Those of you who can understand python should be able to see that we’re doing something funny with that messages array variable at the top. This is actually a chat application. It’s very simple, but it performs the duties that we need.

This is actually defining two routes… or URLs, for your browser. I actually went ahead to host this on a Linode cloud server at 45.56.109.245. To access this chat app, you should open your browser and go to the website: http://45.56.109.245. There, you’ll find a list of messages posted by other users. If you click on your url bar, and add a slash and then a short message after the url, you’ll post your own message. For example, going to the url http://45.56.109.245/hello will post the message “hello” publicly, for everybody else to see.

Feel free to check that out. The server is going to be live for another week, so it isn’t permanent permanent, but keep in mind that everything you post there is visible to the rest of the class until I take it down.
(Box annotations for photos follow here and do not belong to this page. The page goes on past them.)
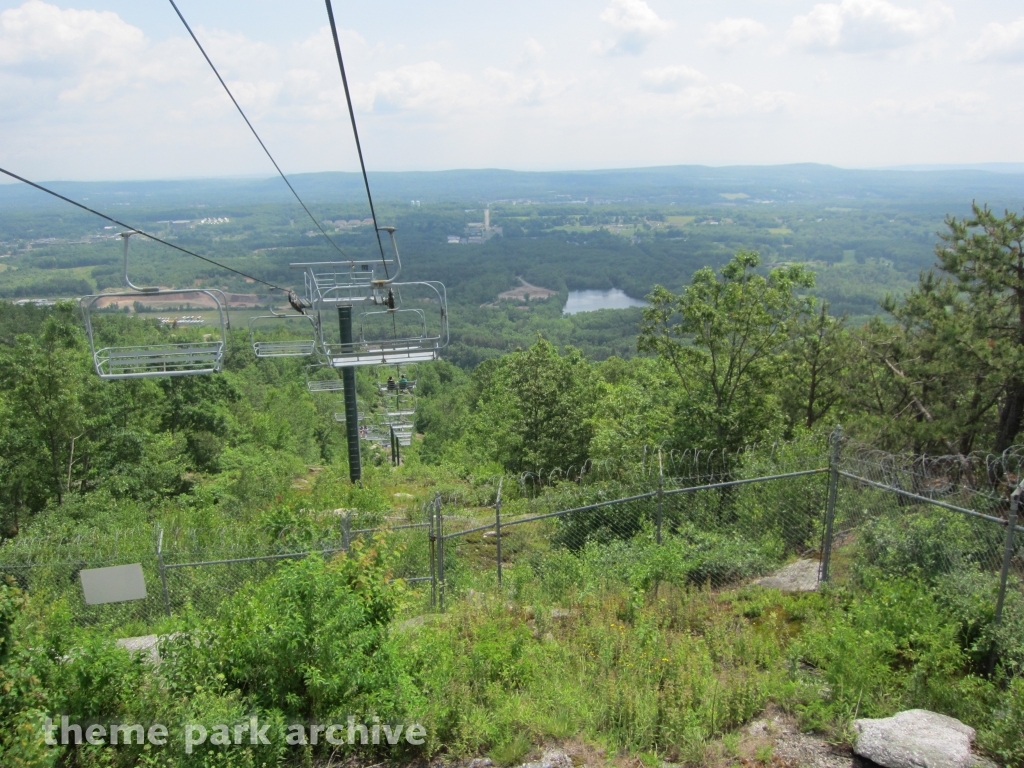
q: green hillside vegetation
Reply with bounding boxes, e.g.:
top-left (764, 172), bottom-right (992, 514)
top-left (0, 201), bottom-right (1024, 768)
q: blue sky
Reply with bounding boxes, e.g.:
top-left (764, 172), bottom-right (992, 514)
top-left (0, 0), bottom-right (1024, 179)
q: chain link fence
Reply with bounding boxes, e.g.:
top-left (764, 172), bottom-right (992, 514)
top-left (0, 503), bottom-right (434, 634)
top-left (438, 445), bottom-right (827, 599)
top-left (0, 431), bottom-right (1024, 671)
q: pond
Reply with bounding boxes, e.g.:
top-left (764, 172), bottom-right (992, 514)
top-left (562, 288), bottom-right (647, 314)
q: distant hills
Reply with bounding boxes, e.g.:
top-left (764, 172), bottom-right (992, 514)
top-left (0, 163), bottom-right (1024, 212)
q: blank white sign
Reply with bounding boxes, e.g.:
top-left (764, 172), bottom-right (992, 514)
top-left (79, 562), bottom-right (145, 605)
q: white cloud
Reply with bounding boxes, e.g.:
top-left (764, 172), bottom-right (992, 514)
top-left (359, 61), bottom-right (479, 113)
top-left (967, 16), bottom-right (1024, 63)
top-left (678, 83), bottom-right (797, 118)
top-left (703, 18), bottom-right (768, 51)
top-left (872, 90), bottom-right (992, 118)
top-left (786, 0), bottom-right (952, 52)
top-left (594, 0), bottom-right (674, 56)
top-left (640, 67), bottom-right (708, 93)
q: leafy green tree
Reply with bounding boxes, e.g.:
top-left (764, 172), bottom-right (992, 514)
top-left (471, 338), bottom-right (597, 472)
top-left (638, 251), bottom-right (814, 451)
top-left (854, 206), bottom-right (1024, 453)
top-left (0, 308), bottom-right (91, 509)
top-left (936, 205), bottom-right (1024, 453)
top-left (780, 301), bottom-right (852, 429)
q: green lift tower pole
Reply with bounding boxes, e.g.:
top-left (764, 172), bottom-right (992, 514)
top-left (338, 306), bottom-right (362, 482)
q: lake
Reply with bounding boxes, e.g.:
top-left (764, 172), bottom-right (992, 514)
top-left (562, 288), bottom-right (647, 314)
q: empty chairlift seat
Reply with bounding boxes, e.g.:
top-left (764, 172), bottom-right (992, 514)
top-left (249, 310), bottom-right (316, 357)
top-left (79, 232), bottom-right (228, 379)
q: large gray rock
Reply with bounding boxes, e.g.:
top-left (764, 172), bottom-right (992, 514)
top-left (519, 750), bottom-right (572, 768)
top-left (754, 560), bottom-right (818, 592)
top-left (853, 710), bottom-right (975, 768)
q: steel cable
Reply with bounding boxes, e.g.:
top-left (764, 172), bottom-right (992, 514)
top-left (0, 168), bottom-right (289, 293)
top-left (169, 0), bottom-right (352, 261)
top-left (325, 0), bottom-right (390, 278)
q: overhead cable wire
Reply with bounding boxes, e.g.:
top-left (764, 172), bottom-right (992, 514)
top-left (325, 0), bottom-right (390, 276)
top-left (0, 168), bottom-right (291, 293)
top-left (163, 0), bottom-right (348, 261)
Of course, it’s very possible to also query stuff from other APIs with python, and this is much more common and fun to do. Lots of different services have public APIs, such as Google, Netflix, Amazon. A few companies have been built around the idea of providing a paid API, such as the recently IPO’d company Twilio, which provides an API for easy access to phone numbers. Using a variety of APIs like this, a Python script can link together multiple different services to create something completely new and very powerful. This is the way you can interact with actual services that everybody uses, and to create impactful code.

To demo this, gonna write a quick ‘client application’ that’s going to basically be an interface for the API that we already have.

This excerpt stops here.